The counterweight is located in the hoist-way and rides a separate railway system; as the car goes up, the counterweight goes down, and vice versa. This action is powered by the traction machine which is directed by the controller, typically a relay logic or computerized device that directs starting, accelerationdeceleration and stopping of the elevator cab.

The grooves in the drive sheave are specially designed to prevent the cables from slipping. As the ropes age and the traction grooves wear, some traction is lost and the ropes must be replaced and the sheave repaired or replaced.

Sheave and rope wear may be significantly reduced by ensuring that all ropes have equal tension, thus sharing the load evenly. Rope tension the inventions of manual and electric elevators may be achieved using a rope tension gauge, and is a simple way to extend the lifetime of the sheaves and ropes. This is a separate set of cables or a chain attached to the bottom of the counterweight and the bottom of the elevator cab.

This makes it easier to control the elevator, as it compensates for the differing weight of cable between the hoist and the cab. If the elevator cab is at the top of the hoist-way, there is a short length of hoist cable above the car and a long length of compensating cable below the car and vice versa for the counterweight.

If the compensation system uses cables, there will be an additional sheave in the pit below the elevator, to guide the cables.

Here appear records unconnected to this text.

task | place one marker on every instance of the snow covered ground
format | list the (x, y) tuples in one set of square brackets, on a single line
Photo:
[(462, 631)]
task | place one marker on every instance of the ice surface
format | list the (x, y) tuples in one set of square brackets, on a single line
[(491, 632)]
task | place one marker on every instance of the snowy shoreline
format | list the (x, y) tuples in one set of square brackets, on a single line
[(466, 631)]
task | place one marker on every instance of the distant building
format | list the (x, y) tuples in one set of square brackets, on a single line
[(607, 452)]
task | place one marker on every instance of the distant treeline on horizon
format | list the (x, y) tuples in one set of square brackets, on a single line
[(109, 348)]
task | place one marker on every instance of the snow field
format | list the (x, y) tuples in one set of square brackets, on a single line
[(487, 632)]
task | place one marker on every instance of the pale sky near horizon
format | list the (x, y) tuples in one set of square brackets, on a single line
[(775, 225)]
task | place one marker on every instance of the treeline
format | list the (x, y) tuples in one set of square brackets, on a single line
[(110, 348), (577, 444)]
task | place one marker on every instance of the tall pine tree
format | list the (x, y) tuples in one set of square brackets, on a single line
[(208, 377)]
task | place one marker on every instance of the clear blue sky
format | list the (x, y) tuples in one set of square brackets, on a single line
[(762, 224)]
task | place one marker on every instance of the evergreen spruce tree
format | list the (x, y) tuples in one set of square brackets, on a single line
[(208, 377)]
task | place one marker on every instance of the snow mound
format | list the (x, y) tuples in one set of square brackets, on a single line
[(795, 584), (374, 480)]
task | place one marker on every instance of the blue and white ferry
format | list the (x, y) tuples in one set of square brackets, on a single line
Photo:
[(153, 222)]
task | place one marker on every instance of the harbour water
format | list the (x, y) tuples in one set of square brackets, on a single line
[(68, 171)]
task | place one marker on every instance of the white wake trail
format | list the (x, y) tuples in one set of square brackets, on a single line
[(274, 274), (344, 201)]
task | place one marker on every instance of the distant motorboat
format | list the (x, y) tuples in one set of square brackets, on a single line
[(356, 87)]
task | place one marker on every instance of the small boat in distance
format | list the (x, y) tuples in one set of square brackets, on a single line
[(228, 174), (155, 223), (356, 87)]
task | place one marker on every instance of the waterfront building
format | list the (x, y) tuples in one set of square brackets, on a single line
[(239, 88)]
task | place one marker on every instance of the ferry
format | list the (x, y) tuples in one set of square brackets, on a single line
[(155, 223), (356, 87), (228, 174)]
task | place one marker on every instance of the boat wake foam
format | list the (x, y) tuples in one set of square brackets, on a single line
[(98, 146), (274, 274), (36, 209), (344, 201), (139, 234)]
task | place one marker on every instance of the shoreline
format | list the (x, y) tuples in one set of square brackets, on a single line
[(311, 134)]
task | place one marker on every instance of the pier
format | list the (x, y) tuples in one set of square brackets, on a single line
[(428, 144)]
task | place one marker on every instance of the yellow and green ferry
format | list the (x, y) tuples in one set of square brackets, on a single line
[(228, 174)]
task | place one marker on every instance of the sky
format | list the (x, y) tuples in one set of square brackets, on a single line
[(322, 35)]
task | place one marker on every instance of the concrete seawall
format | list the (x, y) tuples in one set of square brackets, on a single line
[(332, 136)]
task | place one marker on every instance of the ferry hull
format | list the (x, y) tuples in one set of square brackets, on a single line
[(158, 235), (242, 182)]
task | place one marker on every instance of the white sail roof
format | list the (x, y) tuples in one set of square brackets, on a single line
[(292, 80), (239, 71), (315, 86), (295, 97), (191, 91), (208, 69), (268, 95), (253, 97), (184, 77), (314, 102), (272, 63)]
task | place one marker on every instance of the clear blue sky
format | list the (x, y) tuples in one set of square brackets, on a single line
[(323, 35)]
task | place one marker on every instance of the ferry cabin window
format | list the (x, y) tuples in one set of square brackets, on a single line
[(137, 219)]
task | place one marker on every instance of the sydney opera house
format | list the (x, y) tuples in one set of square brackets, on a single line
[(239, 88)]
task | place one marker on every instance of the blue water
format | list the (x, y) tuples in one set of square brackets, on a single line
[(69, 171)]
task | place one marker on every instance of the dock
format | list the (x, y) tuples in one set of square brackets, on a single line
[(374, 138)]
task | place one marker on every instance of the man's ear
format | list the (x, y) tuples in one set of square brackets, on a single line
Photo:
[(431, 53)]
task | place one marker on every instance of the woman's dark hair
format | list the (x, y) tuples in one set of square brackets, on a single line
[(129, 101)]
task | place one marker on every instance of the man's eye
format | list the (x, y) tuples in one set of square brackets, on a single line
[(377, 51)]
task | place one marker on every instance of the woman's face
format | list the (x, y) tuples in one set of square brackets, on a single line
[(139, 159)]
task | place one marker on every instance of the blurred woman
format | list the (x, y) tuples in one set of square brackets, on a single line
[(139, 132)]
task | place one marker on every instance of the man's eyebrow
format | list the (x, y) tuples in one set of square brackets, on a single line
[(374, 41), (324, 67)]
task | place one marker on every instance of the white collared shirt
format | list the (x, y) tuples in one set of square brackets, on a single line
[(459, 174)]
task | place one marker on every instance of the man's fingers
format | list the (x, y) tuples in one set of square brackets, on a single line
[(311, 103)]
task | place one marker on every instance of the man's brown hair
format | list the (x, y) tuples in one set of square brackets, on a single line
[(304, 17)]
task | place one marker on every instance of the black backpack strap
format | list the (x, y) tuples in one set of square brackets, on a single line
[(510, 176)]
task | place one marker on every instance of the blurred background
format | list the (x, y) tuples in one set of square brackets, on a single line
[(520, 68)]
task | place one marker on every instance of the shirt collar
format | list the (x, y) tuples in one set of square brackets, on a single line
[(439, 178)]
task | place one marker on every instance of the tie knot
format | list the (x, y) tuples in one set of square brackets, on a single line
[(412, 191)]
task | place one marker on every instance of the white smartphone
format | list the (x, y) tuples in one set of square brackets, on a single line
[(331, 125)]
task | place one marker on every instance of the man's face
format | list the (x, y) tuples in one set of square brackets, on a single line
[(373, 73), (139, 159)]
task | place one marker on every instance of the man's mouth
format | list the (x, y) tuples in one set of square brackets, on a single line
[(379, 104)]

If the compensation system uses chains, the chain is guided by a bar mounted between the counterweight railway lines. Regenerative drives[ edit ] Another energy-saving improvement is the regenerative drive, [41] which works analogously to regenerative braking in vehicles, using the elevator's electric motor as a generator to capture some of the gravitational potential energy of descent of a full cab heavier than its counterweight or ascent of an empty cab lighter than its counterweight and return it to the building's electrical system.

Hydraulic elevators[ edit ] Pit of a hydraulic scenic elevator with metal grating on bottom. This elevator travels 7 storeys. For higher rise applications, a telescopic hydraulic cylinder can be used. Roped hydraulic elevators use both above ground cylinders and a rope system, allowing the elevator to travel further than the piston has to move. The low mechanical complexity of hydraulic elevators in comparison to traction elevators makes them ideal for low rise, low traffic installations.

They are less energy efficient as the pump works against gravity to push the car and its passengers upwards; this energy is lost when the car descends on its own the inventions of manual and electric elevators. There are also environmental concerns should the lifting cylinder leak fluid into the ground. Electromagnetic propulsion[ edit ] Cable-free elevators using electromagnetic propulsioncapable of moving both vertically and horizontally, have been developed by German engineering firm Thyssen Krupp for use in high rise, high density buildings.

The propulsion can be done by an electric or a combustion engine. Climbing elevators are used in guyed masts or towers, in order to make easy access to parts of these constructions, such as flight the inventions of manual and electric elevators lamps for maintenance. An example would be the Moonlight towers in Austin, Texas, where the elevator holds only one person and equipment for maintenance.